An ethnic-based conflict between Addis Ababa University (AAU) students following derogatory graffiti posted on toilet-walls and library walls has left half a dozen students with severe injuries while others had faced arrest. For decades, the clash between students at universities has witnessed many ethnic-based conflicts which many observers claim it to be the weakness of the administering body. Likewise, the Wednesday [January 2] conflict was particularly between those from the ethnic lines of Oromo and Tigre. Reports indicate that the conflict was instigated when member (sic) of the latter ethnic group scrawled derogatory remarks on the walls of toilets and the library and in his own dormitory as well.”

An official of Addis Ababa University alleged the “conflict was instigated by students who found derogatory statements posted on the wall”. Some 20 students were reportedly injured in the incident and three hospitalized including two who underwent surgery. Police reportedly arrested 20 students on unspecified charges.

My initial reaction reading this report about Ethiopia’s “best and brightest” was sheer disbelief.  “This just can’t be true. It is beneath the dignity of Ethiopia’s Cheetah Generation (young people) to engage in such a cowardly and dastardly act. Ethiopia’s university students know better than to wrestle in the filth and sewage of ethnic politics.” I kept on reassuring myself that such wicked hatemongering could not possibly  be the work of Ethiopia’s budding intellectuals, future scholars, scientists and literary men and women.

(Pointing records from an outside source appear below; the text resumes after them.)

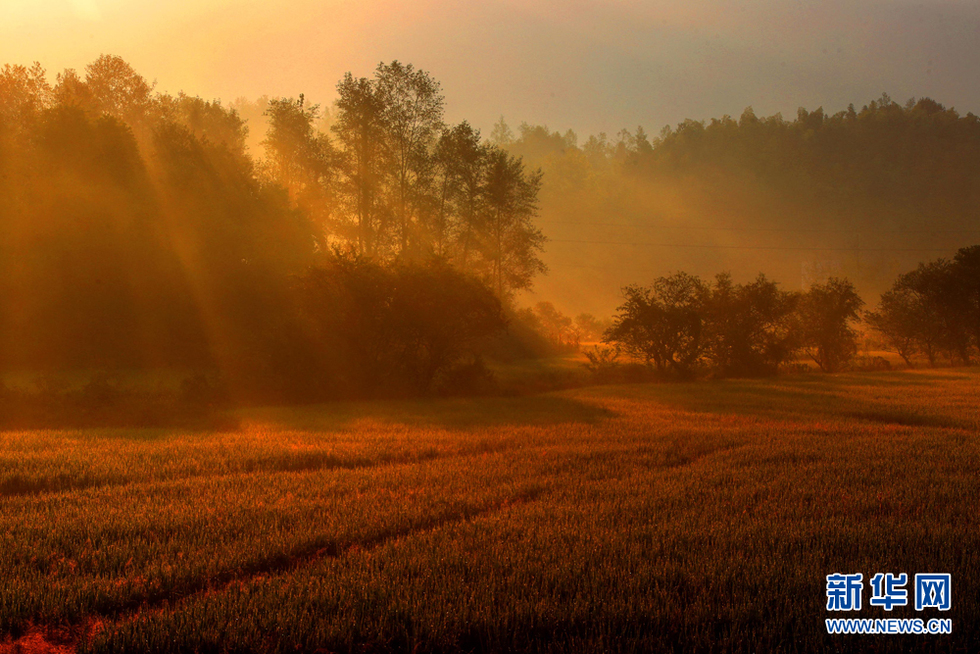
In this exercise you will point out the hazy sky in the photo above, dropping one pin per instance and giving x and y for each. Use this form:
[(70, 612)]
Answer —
[(590, 66)]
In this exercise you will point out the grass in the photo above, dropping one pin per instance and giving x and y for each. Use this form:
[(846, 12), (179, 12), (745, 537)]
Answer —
[(653, 518)]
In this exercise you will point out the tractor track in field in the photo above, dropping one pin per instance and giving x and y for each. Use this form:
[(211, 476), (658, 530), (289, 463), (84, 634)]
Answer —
[(15, 487), (65, 638)]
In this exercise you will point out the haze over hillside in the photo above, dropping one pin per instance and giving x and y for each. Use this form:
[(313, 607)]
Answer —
[(590, 66)]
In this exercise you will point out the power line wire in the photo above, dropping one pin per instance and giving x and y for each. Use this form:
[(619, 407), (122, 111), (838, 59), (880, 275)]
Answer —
[(748, 247), (598, 223)]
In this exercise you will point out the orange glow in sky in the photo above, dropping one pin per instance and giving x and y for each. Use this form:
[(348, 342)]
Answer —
[(581, 64)]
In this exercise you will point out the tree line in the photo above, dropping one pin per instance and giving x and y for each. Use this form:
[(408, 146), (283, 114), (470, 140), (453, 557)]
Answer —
[(138, 231), (875, 189), (683, 326)]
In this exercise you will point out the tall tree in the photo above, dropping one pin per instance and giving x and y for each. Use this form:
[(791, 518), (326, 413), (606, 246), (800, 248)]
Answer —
[(412, 111), (301, 158), (364, 153), (511, 241), (460, 159)]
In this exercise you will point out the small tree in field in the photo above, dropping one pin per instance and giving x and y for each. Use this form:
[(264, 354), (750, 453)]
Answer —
[(663, 325), (825, 315), (750, 326)]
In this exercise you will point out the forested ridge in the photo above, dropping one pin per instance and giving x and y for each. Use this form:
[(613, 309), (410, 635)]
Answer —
[(140, 230), (865, 193)]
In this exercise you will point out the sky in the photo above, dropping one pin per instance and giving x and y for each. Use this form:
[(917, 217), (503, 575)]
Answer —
[(570, 64)]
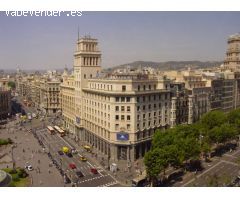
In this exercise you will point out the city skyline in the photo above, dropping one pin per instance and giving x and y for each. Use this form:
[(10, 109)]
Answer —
[(49, 42)]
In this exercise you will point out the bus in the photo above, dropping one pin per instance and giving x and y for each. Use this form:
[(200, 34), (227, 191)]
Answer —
[(50, 129), (59, 130)]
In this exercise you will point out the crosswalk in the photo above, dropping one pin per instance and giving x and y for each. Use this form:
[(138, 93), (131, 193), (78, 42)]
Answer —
[(109, 184), (91, 179)]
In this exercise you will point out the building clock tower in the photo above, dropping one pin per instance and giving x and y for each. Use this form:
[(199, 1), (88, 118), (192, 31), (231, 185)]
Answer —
[(87, 65)]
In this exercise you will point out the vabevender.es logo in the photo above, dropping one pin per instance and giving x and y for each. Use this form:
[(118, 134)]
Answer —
[(43, 13)]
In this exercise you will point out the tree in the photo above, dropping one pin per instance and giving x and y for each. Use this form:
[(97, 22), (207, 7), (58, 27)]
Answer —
[(213, 119), (12, 85), (223, 133), (233, 116), (156, 162)]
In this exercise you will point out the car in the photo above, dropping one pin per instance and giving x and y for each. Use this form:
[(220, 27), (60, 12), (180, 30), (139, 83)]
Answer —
[(60, 153), (74, 151), (69, 155), (29, 167), (82, 158), (72, 166), (79, 174), (94, 170), (66, 179)]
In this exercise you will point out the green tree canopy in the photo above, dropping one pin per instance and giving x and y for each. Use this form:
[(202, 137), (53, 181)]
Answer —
[(11, 84), (213, 119)]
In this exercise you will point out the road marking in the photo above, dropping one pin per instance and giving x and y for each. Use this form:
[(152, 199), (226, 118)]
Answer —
[(91, 179), (201, 174), (229, 162), (230, 156), (109, 184)]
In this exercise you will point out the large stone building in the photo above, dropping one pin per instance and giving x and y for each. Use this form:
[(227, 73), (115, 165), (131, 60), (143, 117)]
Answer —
[(68, 102), (232, 60), (5, 103), (50, 99), (117, 113)]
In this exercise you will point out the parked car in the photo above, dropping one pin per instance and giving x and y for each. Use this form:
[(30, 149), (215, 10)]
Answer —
[(74, 151), (60, 153), (82, 158), (72, 166), (66, 179), (94, 170), (79, 174), (69, 155), (29, 167)]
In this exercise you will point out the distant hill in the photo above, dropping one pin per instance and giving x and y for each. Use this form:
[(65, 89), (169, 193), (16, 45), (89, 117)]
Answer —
[(170, 65)]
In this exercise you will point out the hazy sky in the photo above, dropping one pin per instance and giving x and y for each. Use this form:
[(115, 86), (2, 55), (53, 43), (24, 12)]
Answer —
[(49, 42)]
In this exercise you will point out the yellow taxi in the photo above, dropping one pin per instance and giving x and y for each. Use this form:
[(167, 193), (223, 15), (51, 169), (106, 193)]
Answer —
[(82, 158)]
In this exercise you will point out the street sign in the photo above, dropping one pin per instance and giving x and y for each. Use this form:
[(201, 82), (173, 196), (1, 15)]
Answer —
[(78, 120), (122, 136)]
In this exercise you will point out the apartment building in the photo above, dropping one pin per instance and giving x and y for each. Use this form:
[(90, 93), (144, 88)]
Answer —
[(115, 113), (5, 103), (68, 102), (50, 95), (232, 60)]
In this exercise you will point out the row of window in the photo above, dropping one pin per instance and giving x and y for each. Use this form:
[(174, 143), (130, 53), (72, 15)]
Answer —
[(144, 107), (150, 115), (117, 108), (123, 99), (117, 117), (153, 97)]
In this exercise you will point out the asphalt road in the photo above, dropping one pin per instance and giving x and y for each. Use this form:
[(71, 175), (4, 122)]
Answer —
[(55, 142)]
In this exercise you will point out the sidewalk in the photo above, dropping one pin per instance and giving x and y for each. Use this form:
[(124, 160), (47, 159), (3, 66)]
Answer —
[(124, 175)]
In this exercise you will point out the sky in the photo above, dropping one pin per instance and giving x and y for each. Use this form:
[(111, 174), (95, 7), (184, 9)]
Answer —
[(49, 42)]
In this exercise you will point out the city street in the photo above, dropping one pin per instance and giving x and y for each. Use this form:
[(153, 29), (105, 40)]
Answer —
[(225, 168), (28, 151), (54, 143)]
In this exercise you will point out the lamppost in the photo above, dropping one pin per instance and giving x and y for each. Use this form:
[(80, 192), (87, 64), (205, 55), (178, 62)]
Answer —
[(200, 141)]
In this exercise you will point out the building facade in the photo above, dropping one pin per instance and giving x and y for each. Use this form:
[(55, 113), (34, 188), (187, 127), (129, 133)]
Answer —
[(68, 102), (50, 95), (5, 103), (118, 113), (232, 60)]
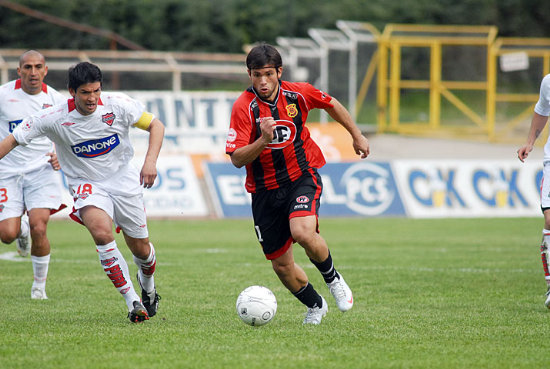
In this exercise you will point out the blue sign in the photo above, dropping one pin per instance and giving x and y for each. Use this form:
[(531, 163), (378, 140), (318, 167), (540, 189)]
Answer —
[(349, 189)]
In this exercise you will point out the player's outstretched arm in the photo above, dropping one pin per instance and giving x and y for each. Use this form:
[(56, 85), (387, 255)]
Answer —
[(149, 170), (6, 145), (537, 125), (248, 153), (340, 114)]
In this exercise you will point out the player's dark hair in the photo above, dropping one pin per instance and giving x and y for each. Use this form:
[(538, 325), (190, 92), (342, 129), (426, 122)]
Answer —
[(262, 55), (83, 73)]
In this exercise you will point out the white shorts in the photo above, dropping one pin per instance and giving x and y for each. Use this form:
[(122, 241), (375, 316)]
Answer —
[(37, 189), (126, 208)]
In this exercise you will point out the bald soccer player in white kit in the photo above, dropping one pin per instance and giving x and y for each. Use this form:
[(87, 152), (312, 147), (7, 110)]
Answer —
[(28, 182), (91, 134)]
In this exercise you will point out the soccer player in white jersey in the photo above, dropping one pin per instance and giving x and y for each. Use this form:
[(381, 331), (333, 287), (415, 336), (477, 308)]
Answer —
[(90, 132), (27, 178), (538, 122)]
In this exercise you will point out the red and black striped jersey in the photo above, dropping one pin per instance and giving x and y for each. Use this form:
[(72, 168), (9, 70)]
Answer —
[(292, 151)]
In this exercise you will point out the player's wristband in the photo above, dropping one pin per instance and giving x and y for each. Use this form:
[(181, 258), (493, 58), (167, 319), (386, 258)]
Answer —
[(144, 121)]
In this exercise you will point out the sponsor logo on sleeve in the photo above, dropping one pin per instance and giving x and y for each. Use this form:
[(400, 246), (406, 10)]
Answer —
[(94, 148), (13, 124)]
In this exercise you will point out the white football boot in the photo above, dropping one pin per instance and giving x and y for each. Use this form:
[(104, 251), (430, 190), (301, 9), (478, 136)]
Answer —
[(315, 314), (341, 293), (38, 293)]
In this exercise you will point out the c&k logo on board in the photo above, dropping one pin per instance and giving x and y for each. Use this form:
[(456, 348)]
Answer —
[(435, 188)]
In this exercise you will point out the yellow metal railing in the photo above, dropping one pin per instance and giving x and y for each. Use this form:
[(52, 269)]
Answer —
[(391, 84)]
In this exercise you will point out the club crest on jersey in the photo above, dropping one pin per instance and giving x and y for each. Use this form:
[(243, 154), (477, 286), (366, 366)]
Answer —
[(302, 199), (283, 135), (13, 124), (108, 118), (94, 148), (291, 110)]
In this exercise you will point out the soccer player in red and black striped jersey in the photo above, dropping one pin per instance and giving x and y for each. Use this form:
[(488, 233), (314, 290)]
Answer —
[(268, 135)]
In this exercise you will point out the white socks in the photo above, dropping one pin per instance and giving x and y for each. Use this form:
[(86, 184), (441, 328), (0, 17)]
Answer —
[(544, 253), (147, 270), (40, 269), (116, 268)]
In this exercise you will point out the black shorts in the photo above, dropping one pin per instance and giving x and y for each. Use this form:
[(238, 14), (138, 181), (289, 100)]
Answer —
[(272, 210)]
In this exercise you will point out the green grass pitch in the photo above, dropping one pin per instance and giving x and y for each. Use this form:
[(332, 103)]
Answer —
[(448, 293)]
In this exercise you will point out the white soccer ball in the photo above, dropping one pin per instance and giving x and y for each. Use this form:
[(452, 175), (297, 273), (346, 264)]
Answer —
[(256, 305)]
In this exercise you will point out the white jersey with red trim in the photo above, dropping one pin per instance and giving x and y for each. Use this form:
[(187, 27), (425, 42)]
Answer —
[(15, 105), (94, 146)]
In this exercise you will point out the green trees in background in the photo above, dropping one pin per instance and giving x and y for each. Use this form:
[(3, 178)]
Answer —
[(226, 25)]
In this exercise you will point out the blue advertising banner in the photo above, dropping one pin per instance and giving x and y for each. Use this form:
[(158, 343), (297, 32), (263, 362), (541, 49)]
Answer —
[(349, 189)]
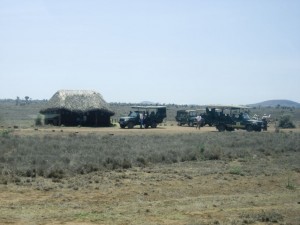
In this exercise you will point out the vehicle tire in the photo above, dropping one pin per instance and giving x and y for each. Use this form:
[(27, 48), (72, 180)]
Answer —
[(153, 125), (249, 128), (130, 125), (221, 127)]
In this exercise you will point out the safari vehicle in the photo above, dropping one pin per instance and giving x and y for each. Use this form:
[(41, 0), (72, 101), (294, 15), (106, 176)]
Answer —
[(153, 115), (186, 117), (233, 117)]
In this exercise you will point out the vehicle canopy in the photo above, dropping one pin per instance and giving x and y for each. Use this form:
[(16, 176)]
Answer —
[(159, 110), (151, 116), (232, 117)]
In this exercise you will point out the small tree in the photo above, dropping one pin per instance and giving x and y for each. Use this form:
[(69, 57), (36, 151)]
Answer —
[(285, 122), (38, 120), (26, 99)]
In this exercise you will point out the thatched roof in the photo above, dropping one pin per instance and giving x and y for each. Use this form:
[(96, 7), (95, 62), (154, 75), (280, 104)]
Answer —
[(77, 101)]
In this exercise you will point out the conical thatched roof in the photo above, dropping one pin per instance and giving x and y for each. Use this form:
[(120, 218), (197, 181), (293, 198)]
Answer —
[(77, 101)]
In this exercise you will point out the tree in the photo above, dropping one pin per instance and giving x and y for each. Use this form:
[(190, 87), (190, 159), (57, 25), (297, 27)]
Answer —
[(26, 99)]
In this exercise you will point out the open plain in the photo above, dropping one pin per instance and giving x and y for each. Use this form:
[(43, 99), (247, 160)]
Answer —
[(169, 175)]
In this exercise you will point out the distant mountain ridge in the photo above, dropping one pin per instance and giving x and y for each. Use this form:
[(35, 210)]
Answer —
[(274, 103)]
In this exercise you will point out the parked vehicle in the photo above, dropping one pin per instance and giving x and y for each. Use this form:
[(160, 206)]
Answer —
[(152, 115), (186, 117), (233, 117)]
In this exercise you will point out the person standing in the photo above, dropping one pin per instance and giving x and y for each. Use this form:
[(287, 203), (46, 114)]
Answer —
[(141, 120), (198, 118)]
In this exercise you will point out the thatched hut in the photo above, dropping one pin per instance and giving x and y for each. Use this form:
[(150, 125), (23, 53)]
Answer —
[(74, 108)]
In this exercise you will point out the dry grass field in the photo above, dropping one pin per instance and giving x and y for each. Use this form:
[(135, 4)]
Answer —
[(169, 175)]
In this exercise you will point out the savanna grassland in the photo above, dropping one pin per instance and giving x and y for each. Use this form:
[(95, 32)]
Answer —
[(169, 175)]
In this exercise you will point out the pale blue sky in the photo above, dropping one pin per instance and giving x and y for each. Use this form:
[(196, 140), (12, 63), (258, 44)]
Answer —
[(167, 51)]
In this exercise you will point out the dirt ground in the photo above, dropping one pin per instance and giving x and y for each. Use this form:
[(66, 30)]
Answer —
[(180, 193)]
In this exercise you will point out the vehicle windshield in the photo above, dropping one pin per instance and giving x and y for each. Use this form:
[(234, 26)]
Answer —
[(133, 114), (192, 113), (246, 116)]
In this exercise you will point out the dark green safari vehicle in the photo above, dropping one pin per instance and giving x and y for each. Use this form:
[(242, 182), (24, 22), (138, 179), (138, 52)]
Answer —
[(232, 117), (152, 116), (186, 117)]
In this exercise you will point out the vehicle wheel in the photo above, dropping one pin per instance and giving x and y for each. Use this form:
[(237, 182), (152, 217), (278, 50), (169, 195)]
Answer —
[(249, 128), (130, 125), (221, 127), (153, 125)]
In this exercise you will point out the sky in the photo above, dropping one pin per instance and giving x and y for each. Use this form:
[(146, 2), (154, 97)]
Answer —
[(165, 51)]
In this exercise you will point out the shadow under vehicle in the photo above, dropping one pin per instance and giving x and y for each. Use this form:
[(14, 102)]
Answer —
[(232, 117), (152, 115)]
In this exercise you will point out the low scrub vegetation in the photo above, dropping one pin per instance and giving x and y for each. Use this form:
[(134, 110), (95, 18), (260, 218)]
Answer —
[(58, 156)]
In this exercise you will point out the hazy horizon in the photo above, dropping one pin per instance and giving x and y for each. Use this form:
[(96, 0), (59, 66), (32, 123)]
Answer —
[(171, 51)]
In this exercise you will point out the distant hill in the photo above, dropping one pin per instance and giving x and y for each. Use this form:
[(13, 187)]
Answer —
[(274, 103)]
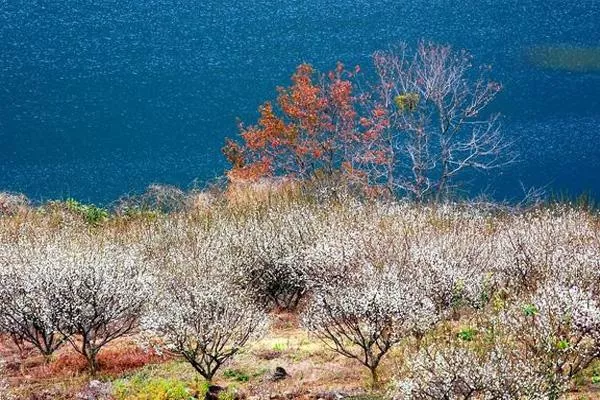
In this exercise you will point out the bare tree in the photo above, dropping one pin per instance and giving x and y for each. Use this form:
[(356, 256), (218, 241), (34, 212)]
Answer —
[(437, 125)]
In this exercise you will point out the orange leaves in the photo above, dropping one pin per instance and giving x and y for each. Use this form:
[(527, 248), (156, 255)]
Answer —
[(316, 125), (304, 101)]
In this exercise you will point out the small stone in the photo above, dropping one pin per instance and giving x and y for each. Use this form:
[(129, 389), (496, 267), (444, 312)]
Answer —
[(279, 374)]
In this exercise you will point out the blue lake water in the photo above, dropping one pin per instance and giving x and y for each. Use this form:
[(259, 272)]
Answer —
[(102, 97)]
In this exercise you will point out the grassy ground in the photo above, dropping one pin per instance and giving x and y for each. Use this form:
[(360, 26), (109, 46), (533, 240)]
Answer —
[(315, 372)]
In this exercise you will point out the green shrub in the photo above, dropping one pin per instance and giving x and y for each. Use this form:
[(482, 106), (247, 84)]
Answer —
[(236, 375), (141, 388), (91, 214)]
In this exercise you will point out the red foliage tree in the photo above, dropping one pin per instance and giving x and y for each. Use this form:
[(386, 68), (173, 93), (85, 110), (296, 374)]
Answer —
[(421, 126), (315, 127)]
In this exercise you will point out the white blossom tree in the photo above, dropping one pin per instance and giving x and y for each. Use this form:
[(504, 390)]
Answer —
[(27, 309), (364, 317), (101, 291), (438, 127), (453, 372), (197, 310), (558, 331)]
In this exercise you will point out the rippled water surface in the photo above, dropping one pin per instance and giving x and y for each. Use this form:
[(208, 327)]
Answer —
[(100, 98)]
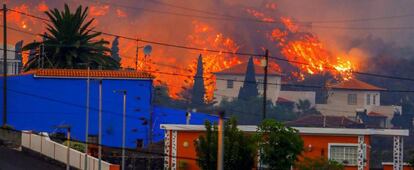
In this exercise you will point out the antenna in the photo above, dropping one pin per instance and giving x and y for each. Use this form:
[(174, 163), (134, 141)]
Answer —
[(147, 50)]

My certitude slowly gave way to gnawing disquietude. I asked myself, “Supposing the inflammatory graffiti and “derogatory statements” were written by bona fide AAU students? What would such a vile, gutless and vulgar act say about these students? About the injured students who reacted with righteous indignation? About the AAU student body? About all Ethiopian university students? About all of Ethiopia’s young people?”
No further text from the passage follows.